Nuances entre les annonces et le concret sur l’égalité professionnelle

À l’occasion du 8 mars, le gouvernement a annoncé plusieurs mesures en faveur de l’égalité professionnelle entre les femmes et les hommes. La CGT se réjouit de certains engagements, mais relève des manques et dénonce le manque de moyens pour passer des paroles aux actes. Décryptage.

Comment ne pas se réjouir que le gouvernement ait fait mine de brandir le bâton pour punir les mauvais élèves en matière d’égalité professionnelle entre les femmes et les hommes, à la veille du 8 mars ? Le premier ministre annonçait le 7 mars l’ouverture d’une concertation de 4 à 8 semaines pour aboutir à des dispositions législatives. La mobilisation syndicale et féministe aura réussi à contraindre le gouvernement à reprendre leur proposition de passer d’une obligation de moyens à une obligation de résultat en matière d’égalité salariale, et d’y associer des sanctions si les inégalités salariales ne sont pas supprimées dans un délai de 3 ans.
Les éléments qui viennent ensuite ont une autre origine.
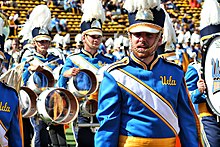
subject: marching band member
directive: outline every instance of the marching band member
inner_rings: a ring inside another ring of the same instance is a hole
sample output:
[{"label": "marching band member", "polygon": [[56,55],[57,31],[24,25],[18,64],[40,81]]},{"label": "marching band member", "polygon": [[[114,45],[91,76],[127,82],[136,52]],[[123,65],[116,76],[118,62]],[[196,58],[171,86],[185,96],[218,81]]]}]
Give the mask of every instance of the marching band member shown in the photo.
[{"label": "marching band member", "polygon": [[[211,10],[210,10],[211,9]],[[201,11],[201,41],[204,43],[211,36],[220,32],[220,7],[216,0],[205,0]],[[186,84],[194,108],[201,121],[201,131],[205,146],[220,146],[220,126],[217,117],[207,103],[206,84],[201,78],[201,63],[193,62],[185,74]]]},{"label": "marching band member", "polygon": [[[4,18],[0,14],[0,73],[4,70]],[[7,20],[5,21],[7,22]],[[0,146],[22,147],[22,124],[19,119],[19,98],[15,89],[0,82]]]},{"label": "marching band member", "polygon": [[[51,43],[49,22],[51,20],[50,9],[46,5],[36,6],[32,13],[30,14],[29,21],[26,22],[25,28],[28,32],[32,33],[32,40],[35,46],[35,52],[28,57],[24,57],[21,62],[28,60],[28,58],[33,57],[33,61],[25,64],[23,73],[24,85],[27,84],[29,77],[32,72],[38,73],[43,69],[53,71],[59,64],[63,64],[63,60],[60,57],[55,56],[52,52],[48,52]],[[35,76],[34,80],[40,81],[42,86],[44,86],[44,79],[37,79]],[[37,84],[39,84],[37,82]],[[47,131],[48,125],[39,118],[39,116],[34,116],[31,118],[31,124],[34,128],[33,144],[36,147],[46,147],[50,144],[50,140],[53,146],[65,146],[66,140],[64,135],[63,125],[50,125],[49,132]]]},{"label": "marching band member", "polygon": [[[0,64],[4,57],[0,51]],[[15,89],[0,82],[0,146],[22,147],[19,98]],[[22,121],[21,121],[22,122]]]},{"label": "marching band member", "polygon": [[[9,32],[10,32],[10,29],[9,29],[8,21],[5,15],[0,13],[0,51],[2,51],[5,56],[5,61],[3,63],[3,66],[5,67],[6,70],[9,69],[9,63],[12,59],[12,56],[9,55],[7,52],[5,52],[5,42],[9,36]],[[5,72],[5,71],[2,70],[1,72]]]},{"label": "marching band member", "polygon": [[165,19],[160,0],[126,0],[124,8],[132,52],[104,73],[95,146],[200,146],[184,72],[156,53]]},{"label": "marching band member", "polygon": [[[98,53],[103,36],[102,23],[105,19],[101,2],[99,0],[85,0],[83,10],[81,31],[84,48],[81,49],[80,53],[73,54],[66,59],[58,80],[59,87],[67,88],[68,80],[72,76],[76,76],[82,68],[91,70],[96,74],[99,68],[113,62],[110,58]],[[89,122],[89,118],[82,116],[78,118],[78,123]],[[90,127],[79,127],[77,141],[79,147],[94,146],[94,132],[91,131]]]}]

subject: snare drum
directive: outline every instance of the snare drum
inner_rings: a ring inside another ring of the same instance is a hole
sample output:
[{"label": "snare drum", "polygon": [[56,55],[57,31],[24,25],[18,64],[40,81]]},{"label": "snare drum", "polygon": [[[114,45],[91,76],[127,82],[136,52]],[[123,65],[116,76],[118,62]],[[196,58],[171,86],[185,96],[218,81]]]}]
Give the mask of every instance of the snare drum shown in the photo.
[{"label": "snare drum", "polygon": [[205,42],[202,48],[202,78],[206,83],[207,102],[220,116],[220,35]]},{"label": "snare drum", "polygon": [[28,87],[21,87],[19,91],[19,102],[22,117],[29,118],[37,113],[36,108],[37,95]]},{"label": "snare drum", "polygon": [[97,91],[97,77],[90,70],[81,69],[76,76],[70,78],[67,83],[67,89],[77,97],[85,97]]},{"label": "snare drum", "polygon": [[77,98],[63,88],[47,88],[37,99],[39,116],[47,124],[68,124],[79,112]]},{"label": "snare drum", "polygon": [[53,87],[54,84],[54,76],[48,70],[32,73],[27,81],[27,87],[33,90],[36,94],[40,94],[45,87]]}]

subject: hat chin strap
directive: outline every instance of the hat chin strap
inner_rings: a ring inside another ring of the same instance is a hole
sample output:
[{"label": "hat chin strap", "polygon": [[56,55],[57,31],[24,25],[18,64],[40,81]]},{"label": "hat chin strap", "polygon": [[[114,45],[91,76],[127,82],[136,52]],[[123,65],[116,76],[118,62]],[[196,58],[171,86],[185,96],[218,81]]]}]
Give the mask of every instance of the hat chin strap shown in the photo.
[{"label": "hat chin strap", "polygon": [[87,35],[85,35],[85,41],[86,41],[86,44],[91,48],[91,49],[95,49],[97,50],[97,48],[93,47],[92,43],[89,41],[89,39],[87,38]]},{"label": "hat chin strap", "polygon": [[[44,52],[44,50],[37,44],[37,42],[35,41],[35,45],[36,45],[36,47],[37,48],[39,48],[40,50],[41,50],[41,53],[43,53]],[[45,53],[47,53],[47,51],[45,51]]]},{"label": "hat chin strap", "polygon": [[162,34],[162,31],[159,32],[159,34],[157,35],[157,38],[155,39],[155,41],[154,41],[154,43],[153,43],[153,45],[152,45],[151,47],[146,48],[144,51],[141,51],[141,50],[139,50],[138,48],[135,48],[135,50],[136,50],[138,53],[145,53],[145,52],[148,52],[148,51],[152,50],[152,52],[150,53],[150,56],[154,55],[155,52],[156,52],[156,50],[157,50],[157,49],[156,49],[156,46],[157,46],[157,44],[158,44],[158,42],[159,42],[159,40],[160,40],[161,34]]}]

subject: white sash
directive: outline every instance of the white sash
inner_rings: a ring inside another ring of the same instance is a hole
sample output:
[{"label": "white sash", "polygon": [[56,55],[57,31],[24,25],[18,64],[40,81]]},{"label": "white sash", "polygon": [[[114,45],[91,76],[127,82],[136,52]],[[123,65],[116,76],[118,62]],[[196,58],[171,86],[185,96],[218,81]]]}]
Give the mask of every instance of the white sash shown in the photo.
[{"label": "white sash", "polygon": [[[161,117],[164,118],[176,131],[178,134],[180,131],[178,125],[178,118],[172,108],[169,107],[165,102],[163,102],[155,93],[151,92],[147,87],[145,87],[140,82],[136,81],[134,78],[126,75],[119,70],[113,70],[110,72],[115,80],[124,85],[130,91],[139,96],[144,102],[147,103],[153,110],[155,110]],[[175,133],[175,132],[174,132]]]},{"label": "white sash", "polygon": [[0,120],[0,146],[8,146],[8,140],[5,138],[6,130],[2,121]]},{"label": "white sash", "polygon": [[71,58],[72,62],[79,66],[80,69],[88,69],[92,71],[94,74],[97,74],[98,68],[96,68],[92,63],[84,59],[80,55],[74,55]]}]

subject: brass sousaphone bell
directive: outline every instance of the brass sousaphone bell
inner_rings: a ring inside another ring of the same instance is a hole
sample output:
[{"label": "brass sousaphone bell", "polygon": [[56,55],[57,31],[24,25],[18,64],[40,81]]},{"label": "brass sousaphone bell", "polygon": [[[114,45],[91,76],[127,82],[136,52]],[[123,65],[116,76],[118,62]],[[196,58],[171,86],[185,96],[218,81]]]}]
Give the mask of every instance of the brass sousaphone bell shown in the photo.
[{"label": "brass sousaphone bell", "polygon": [[68,124],[79,112],[77,98],[63,88],[47,88],[37,99],[37,111],[47,124]]},{"label": "brass sousaphone bell", "polygon": [[89,95],[97,93],[99,82],[97,76],[88,69],[81,69],[80,72],[70,78],[67,89],[79,100],[80,113],[85,117],[94,116],[97,111],[97,99],[89,99]]},{"label": "brass sousaphone bell", "polygon": [[85,97],[97,91],[97,77],[92,71],[81,69],[76,76],[69,79],[67,89],[77,98]]},{"label": "brass sousaphone bell", "polygon": [[36,71],[31,74],[27,86],[22,86],[19,92],[22,117],[32,117],[37,113],[36,100],[48,87],[55,83],[53,74],[48,70]]},{"label": "brass sousaphone bell", "polygon": [[22,117],[29,118],[37,113],[37,94],[28,87],[21,87],[19,91]]}]

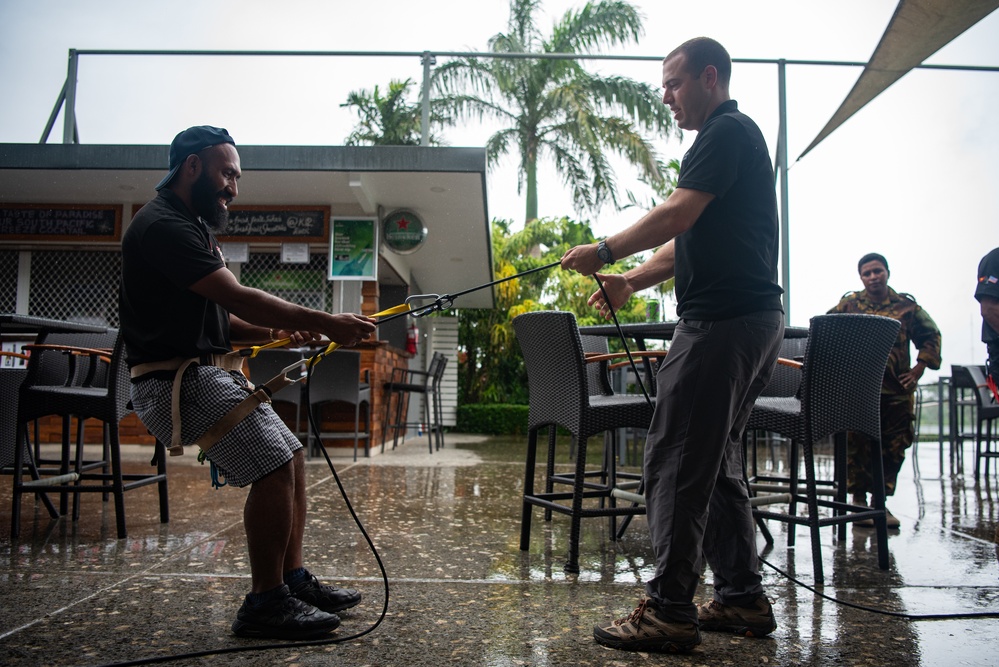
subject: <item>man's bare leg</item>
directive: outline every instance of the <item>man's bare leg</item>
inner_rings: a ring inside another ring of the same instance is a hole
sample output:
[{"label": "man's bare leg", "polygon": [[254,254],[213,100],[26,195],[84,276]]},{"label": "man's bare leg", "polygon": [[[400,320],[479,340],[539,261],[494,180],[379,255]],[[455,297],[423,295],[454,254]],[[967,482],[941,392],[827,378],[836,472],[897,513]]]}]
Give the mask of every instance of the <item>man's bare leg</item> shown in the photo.
[{"label": "man's bare leg", "polygon": [[[285,562],[295,528],[295,459],[250,487],[243,526],[250,554],[251,590],[263,593],[284,584]],[[303,489],[304,493],[304,489]],[[297,530],[301,561],[301,528]]]}]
Cela dit, des zones d’ombre subsistent : comment passer des annonces à la réalité avec le manque de moyens flagrant parmi les inspecteurs du travail notamment ? Et comment agir sur la précarité des temps partiels, sur la parentalité ou sur les violences sexistes et sexuelles notamment ? Le gouvernement ne dit mot. La CGT, elle, appelait « les salarié-e-s à se mobiliser ce 8 mars — en portant un ruban blanc pour dénoncer les violences et en agissant à 15 h 40, heure à laquelle les femmes arrêtent chaque jour d’être payées — pour que les paroles soient enfin suivies d’actes  ».
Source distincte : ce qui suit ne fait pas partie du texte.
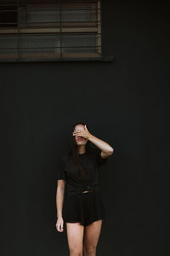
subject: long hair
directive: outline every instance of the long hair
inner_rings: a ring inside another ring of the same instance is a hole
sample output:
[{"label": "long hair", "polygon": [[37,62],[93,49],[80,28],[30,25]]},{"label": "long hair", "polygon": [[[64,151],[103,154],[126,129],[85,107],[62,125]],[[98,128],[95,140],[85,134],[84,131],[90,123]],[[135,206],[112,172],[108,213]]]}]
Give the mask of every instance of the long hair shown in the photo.
[{"label": "long hair", "polygon": [[[69,152],[68,152],[68,155],[72,157],[74,162],[76,163],[76,166],[80,170],[80,172],[79,172],[80,176],[78,176],[78,177],[80,177],[82,181],[87,181],[85,168],[84,168],[84,166],[82,166],[82,165],[80,162],[80,158],[79,158],[79,154],[78,154],[78,146],[76,144],[75,136],[72,135],[72,133],[75,130],[75,126],[77,125],[85,125],[86,123],[80,120],[80,121],[77,121],[76,124],[74,124],[72,125],[71,131],[71,135],[70,135],[71,145],[70,145],[70,149],[69,149]],[[86,126],[87,126],[88,131],[91,132],[88,126],[87,125],[86,125]],[[85,147],[86,147],[86,152],[87,153],[90,153],[90,152],[93,151],[93,146],[92,146],[91,142],[88,141]],[[73,173],[73,175],[76,175],[76,174]]]}]

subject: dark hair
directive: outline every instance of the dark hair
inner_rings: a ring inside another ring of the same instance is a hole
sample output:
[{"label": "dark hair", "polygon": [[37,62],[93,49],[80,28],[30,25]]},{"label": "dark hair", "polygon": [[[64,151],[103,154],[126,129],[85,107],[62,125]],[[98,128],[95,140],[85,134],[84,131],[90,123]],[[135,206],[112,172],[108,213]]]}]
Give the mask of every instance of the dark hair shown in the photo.
[{"label": "dark hair", "polygon": [[[78,169],[80,170],[79,177],[81,177],[82,180],[86,181],[87,180],[87,176],[86,176],[85,168],[84,168],[84,166],[82,166],[82,165],[80,162],[80,158],[79,158],[79,154],[78,154],[78,146],[76,144],[75,136],[72,135],[72,133],[75,130],[75,126],[77,125],[85,125],[86,123],[84,123],[83,121],[77,121],[76,124],[74,124],[72,125],[72,128],[71,128],[71,135],[70,135],[71,146],[70,146],[70,149],[69,149],[69,152],[68,152],[68,155],[72,157],[74,162],[76,163]],[[86,125],[86,126],[87,126],[88,131],[91,132],[88,126],[87,125]],[[92,151],[93,151],[92,143],[90,141],[88,141],[87,143],[86,143],[86,152],[87,153],[91,153]],[[76,175],[76,173],[73,173],[73,175]]]}]

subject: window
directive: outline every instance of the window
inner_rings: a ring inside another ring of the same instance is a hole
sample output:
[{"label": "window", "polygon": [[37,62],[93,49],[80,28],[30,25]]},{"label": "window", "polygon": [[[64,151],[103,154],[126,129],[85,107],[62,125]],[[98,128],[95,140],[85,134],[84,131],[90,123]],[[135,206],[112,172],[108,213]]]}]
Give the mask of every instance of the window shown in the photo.
[{"label": "window", "polygon": [[100,0],[1,1],[1,61],[101,58]]}]

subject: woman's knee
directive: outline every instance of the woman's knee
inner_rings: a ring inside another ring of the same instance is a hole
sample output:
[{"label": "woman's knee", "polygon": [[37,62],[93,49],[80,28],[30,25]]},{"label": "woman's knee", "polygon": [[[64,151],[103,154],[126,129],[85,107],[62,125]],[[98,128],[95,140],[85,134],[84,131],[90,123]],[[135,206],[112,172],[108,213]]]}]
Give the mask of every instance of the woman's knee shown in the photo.
[{"label": "woman's knee", "polygon": [[82,256],[82,252],[77,249],[70,249],[70,256]]},{"label": "woman's knee", "polygon": [[96,253],[96,246],[85,246],[84,247],[84,253],[86,256],[95,255]]}]

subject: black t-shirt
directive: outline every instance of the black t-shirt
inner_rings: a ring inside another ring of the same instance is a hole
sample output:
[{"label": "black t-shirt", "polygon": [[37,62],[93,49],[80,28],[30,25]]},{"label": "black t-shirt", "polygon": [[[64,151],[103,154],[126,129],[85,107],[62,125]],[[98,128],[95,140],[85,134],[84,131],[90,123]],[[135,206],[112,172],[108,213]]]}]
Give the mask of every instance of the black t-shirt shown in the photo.
[{"label": "black t-shirt", "polygon": [[75,195],[87,190],[88,186],[99,185],[99,168],[106,164],[108,158],[102,158],[101,150],[94,148],[92,152],[79,154],[81,164],[83,166],[87,179],[82,181],[79,177],[79,168],[72,157],[65,154],[61,159],[62,166],[57,172],[56,179],[66,182],[67,195]]}]

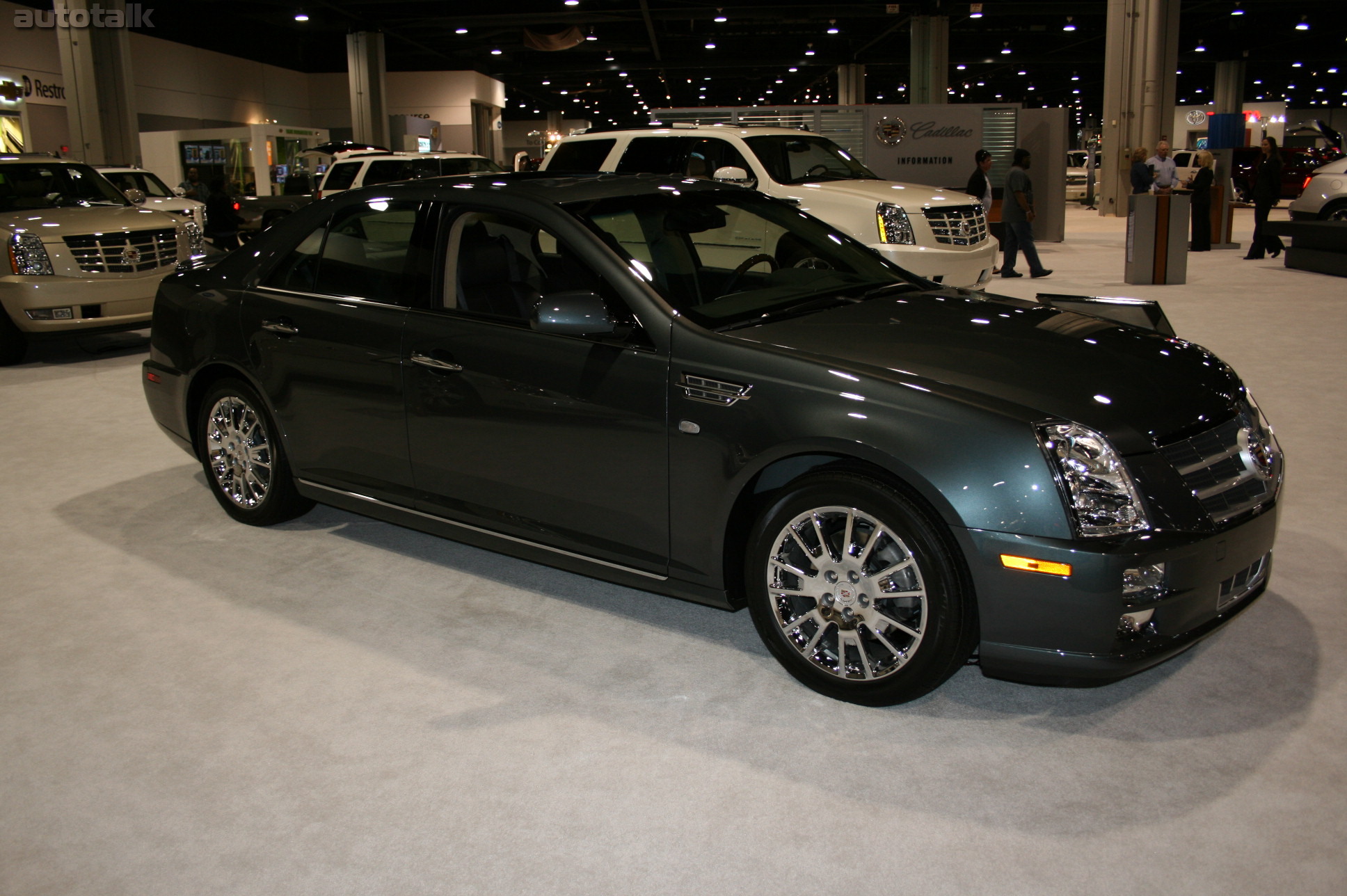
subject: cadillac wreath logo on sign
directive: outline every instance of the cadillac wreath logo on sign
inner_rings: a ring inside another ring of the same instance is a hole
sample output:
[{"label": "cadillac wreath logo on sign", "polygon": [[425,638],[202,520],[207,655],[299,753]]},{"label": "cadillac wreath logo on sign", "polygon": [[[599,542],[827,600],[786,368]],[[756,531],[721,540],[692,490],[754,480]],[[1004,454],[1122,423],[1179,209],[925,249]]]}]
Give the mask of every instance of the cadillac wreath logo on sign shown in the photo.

Les chiffres, mais les bons

La mesure phare annoncée est celle de la mise en place d’un logiciel pour calculer les écarts de salaires et les évaluer sachant que la loi impose de supprimer toutes les discriminations dont sont victimes les femmes, qu’elles soient « expliquées » ou non. Or, ces écarts inexpliqués s’élèveraient au niveau national à 9 % alors que la CGT les évalue à 26 %. Ce logiciel est donc à surveiller afin qu’il ne devienne pas une «  ardoise magique des inégalités salariales et professionnelles, permettant de passer de 26 à 9 voire 0 % d’écart de salaire ! », alerte le syndicat. En raisonnant à poste égal, le gouvernement minimise la situation et écarte les temps partiels subis, les inégalités cumulées sur la carrière, la dévalorisation des métiers à prédominance féminine et la part variable de la rémunération.

Service public en recul, contrôle nul

Le gouvernement a également annoncé la multiplication par 4 des contrôles de l’inspection du travail. 60 % des entreprises ne respectent pas l’obligation de négocier sur l’égalité professionnelle, mais seules 0,2 % d’entre elles sont sanctionnées… La tâche est immense, mais les effectifs d’inspecteurs du travail ont chuté de 20 % en 10 ans. Des recrutements en nombre s’imposent pour que les contrôles se concrétisent (vidéo de Sophie Binet). La CGT continue en outre à exiger des mesures pour la parentalité, avec un plan de création de places en crèche, une vraie protection des femmes enceintes, un allongement des congés paternité et maternité et une augmentation de l’indemnisation du congé parental pour qu’il soit mieux partagé.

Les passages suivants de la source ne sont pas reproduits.